Tenaga Nasional Bhd (TNB) also recorded a net loss of RM134.30mil in its fourth quarter ended Dec 31, 2018, mainly due to the decrease in revenue and an increase in the impairment of financial instruments.

In its notes, it however mentioned that the impairments were one-off cost to the group’s investments.

Taking the market by surprise, Bumi Armada Bhd saw its share price sinking when it announced a massive net loss of RM1.26bil in its recent fourth quarter thanks to impairments.

The company said that excluding the impairments, the group would have reported a net profit of RM216.5mil.

TH Plantation also booked in a total of RM594.9mil in impairment charges, which saw the group record losses for its fourth quarter.

So is this something to worry, and will we likely see more impairments and poorer results in the quarters to come?

Safe for TM which continues to grapple with a difficult environment, most of the major corporates have explained in their notes that these impairments are either one-off or due to certain accounting rules. Thus if anything, these companies will likely be coming from a low base, and should be seeing improved earnings moving forward.


Brahim’s Holdings Bhd was once a darling stock that could do no wrong thanks to its monopoly on the inflight catering business of Malaysia Airlines (MAS).
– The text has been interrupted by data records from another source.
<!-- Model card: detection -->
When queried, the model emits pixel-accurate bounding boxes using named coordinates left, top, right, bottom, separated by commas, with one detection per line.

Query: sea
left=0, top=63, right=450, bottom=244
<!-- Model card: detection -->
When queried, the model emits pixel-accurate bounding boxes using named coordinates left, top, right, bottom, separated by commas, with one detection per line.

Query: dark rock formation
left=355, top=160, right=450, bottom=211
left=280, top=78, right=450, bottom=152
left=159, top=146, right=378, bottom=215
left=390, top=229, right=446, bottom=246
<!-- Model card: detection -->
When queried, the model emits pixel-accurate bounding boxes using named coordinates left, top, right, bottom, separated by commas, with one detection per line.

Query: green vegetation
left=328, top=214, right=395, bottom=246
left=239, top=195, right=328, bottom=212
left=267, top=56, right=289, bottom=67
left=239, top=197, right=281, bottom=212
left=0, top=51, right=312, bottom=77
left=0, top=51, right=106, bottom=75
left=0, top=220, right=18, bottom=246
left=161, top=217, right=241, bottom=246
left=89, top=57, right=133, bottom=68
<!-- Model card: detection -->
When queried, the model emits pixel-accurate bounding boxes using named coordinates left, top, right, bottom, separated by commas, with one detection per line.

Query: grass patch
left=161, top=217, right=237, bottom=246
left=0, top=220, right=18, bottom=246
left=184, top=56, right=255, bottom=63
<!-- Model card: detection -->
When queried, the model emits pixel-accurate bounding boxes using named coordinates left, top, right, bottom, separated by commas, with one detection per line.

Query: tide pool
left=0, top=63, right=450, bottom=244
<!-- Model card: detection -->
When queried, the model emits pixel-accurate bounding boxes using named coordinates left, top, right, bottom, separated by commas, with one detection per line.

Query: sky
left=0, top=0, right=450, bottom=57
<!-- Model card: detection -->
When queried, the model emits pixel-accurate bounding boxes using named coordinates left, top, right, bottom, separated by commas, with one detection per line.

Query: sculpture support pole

In 2014, which was the calm before the storm, Brahim’s share price was close to the RM3 level. its share price was close to RM3. It is today 11.5 sen.

While Brahim’s fell into Practice Note 17 (PN17) this week, its problems had stretched as far back as 2014. All was dandy until MAS underwent a privatisation and restructuring that year.

Back then, Brahim had an exclusive 25-year RM6.25bil in-flight catering contract with MAS.

But in 2015, as part of a major cost-cutting exercise to turn around the-then MAS, Khazanah Nasional Bhd – the sole shareholder of the national carrier – had announced that Brahim’s would take a 25% cut in monthly bills. Furthermore the contract was cut to only 5 years.

Bogged with cashflow issues and debt obligations, Brahim’s had issued a detailed statement back then saying that it had no choice but to accept this deal in order to avoid default and to stay relevant as a global halal flight kitchen servicing 36 other international airlines in KLIA and Penang Interantional Airport,

Since then, Brahim’s has failed to improve its fortunes, with the company continuously recording losses

Its fortunes however has not improved since its monopoly days have been revoked.

This despite the group entering into an agreement with Keretapi Tanah Melayu Bhd (KTMB) to provide on-board food and beverages catering services on all electric train services operated by KTMB for an undisclosed amount.

Yesterday, Brahim’s fell sharply to an all-time low on Friday after company triggered the Practice Note 17 (PN17).

The catering services provider plunged 58.54%, or 12 sen to 8.5 sen, its all-time low, before settling at the 11 sen level.

Brahim’s has lapsed into Practice Note 17 (PN17) status, after its shareholder equity fell below the 25% threshold.

The company said it is now an affected listed issuer with risks of being delisted.

The company is currently looking into formulating a plan to regularise its financial conditions. Perhaps this is what happens when a company has been dependent too long on government contracts.